Eric Serra et Luc Besson |
Subway |
Il est appelé par les
américains pour composer la musique de «GoldenEye», hormis la chanson chantée par Tina Turner composée par Bono. Son travail sera critiqué par les fans de la série qui préférèrent le
retour du classique John Barry. Si Luc Besson lui a bien
rempli son carnet de bal les 20 dernières années, pour la décennie suivante, Eric Serra
travaillera pour d’autre réalisateurs. Il retrouvera Luc
Besson entre 2006 avec «Arthur et les Minimoys» jusqu’à «Lucy» en
2014.
Eric Serra l’autre facette
A croire en lisant les lignes
ci-dessus qu’Eric
Serra n’a été qu’accompagnateur et créateur de musique de film, même
si cela a été une grande partie de son occupation... Il a quand même pris le
temps de faire de la scène avec un groupe. En 1998, il crée le groupe RXRA (Belle
phonétique de son nom !) un
groupe de jazz avec quelques pointures du style à ses cotés comme Émile Parisien au saxo
que l’on avait déjà pu entendre avec Michel Portal et Johnny
Griffin, Thierry Eliez le clavier qui a
joué avec Didier Lockwood, le guitariste Jim Grandcamp, le batteur Damien
Schmitt qui joua avec Jean-Luc
Ponty et pour finir, un autre batteur et percussionniste, Pierre Marcault qui jouera au sein du groupe Offering avec Christian Vander.
Un album est enregistré qui n’aura pas le succès escompté en France.

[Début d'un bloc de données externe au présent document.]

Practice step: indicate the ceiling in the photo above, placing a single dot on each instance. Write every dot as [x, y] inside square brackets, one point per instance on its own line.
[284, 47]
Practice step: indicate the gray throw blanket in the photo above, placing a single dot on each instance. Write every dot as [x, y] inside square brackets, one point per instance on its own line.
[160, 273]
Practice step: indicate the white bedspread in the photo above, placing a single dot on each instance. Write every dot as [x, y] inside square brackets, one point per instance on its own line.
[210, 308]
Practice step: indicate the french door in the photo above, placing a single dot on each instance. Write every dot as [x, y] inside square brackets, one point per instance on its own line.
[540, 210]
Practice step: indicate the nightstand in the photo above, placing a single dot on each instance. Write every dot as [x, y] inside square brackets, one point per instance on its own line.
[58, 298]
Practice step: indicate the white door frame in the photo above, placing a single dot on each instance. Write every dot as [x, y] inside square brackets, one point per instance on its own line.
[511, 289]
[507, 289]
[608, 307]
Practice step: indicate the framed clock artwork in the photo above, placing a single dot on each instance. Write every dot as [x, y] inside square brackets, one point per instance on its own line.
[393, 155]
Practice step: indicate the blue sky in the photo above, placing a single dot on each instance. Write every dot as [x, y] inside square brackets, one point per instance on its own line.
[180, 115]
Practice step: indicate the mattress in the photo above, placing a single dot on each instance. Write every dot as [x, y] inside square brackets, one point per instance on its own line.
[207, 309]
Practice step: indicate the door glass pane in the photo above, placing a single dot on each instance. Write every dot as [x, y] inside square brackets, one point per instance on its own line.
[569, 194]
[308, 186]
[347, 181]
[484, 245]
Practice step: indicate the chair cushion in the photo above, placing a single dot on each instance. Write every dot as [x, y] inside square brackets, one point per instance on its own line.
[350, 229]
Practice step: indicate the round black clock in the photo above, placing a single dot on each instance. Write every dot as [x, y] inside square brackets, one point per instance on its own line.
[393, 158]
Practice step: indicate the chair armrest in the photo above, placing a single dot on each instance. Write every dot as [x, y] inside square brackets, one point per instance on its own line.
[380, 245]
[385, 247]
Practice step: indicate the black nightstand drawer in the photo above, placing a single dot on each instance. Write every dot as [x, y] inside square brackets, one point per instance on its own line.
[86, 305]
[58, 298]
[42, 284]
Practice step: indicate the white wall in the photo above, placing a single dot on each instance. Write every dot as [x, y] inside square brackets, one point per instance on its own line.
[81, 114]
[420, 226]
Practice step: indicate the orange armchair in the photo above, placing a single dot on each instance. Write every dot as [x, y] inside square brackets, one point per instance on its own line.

Il fera
trois versions pour l’international, pour l’Angleterre, l’Espagne et le Japon.
A 55
ans, le p’tit gars de Saint Mandé continue sa route, je ne lui dirais pas «Doucement
les basses… !» Sûrement pas !
Si
vous êtes tenté par une compilation, il en existe deux et celle de 1999 est parfaite. (VIRGIN
RECORDS FRANCE SA, EMI (0724384263850))
Petite précision : l'album "RXRA" est un album de chansons pop-rock, avec une autre formule du groupe "RXRA" (Nourith, Sébastien Cortella, Nicolas Fiszman, David Salkin, Zohar Fresco, Jean-Michel Bigger + invités Ruppert Hine et Chrissie Hynde). Le groupe Jazz RXRA Group officie depuis 2003, avec des reprises des musiques de film (pas encore d'album officiel publié).
RépondreSupprimerpetite précision supplémentaire : il n'utilise pas de STEINBERGER fretless mais une FENDER PRECISION 5 CORDES.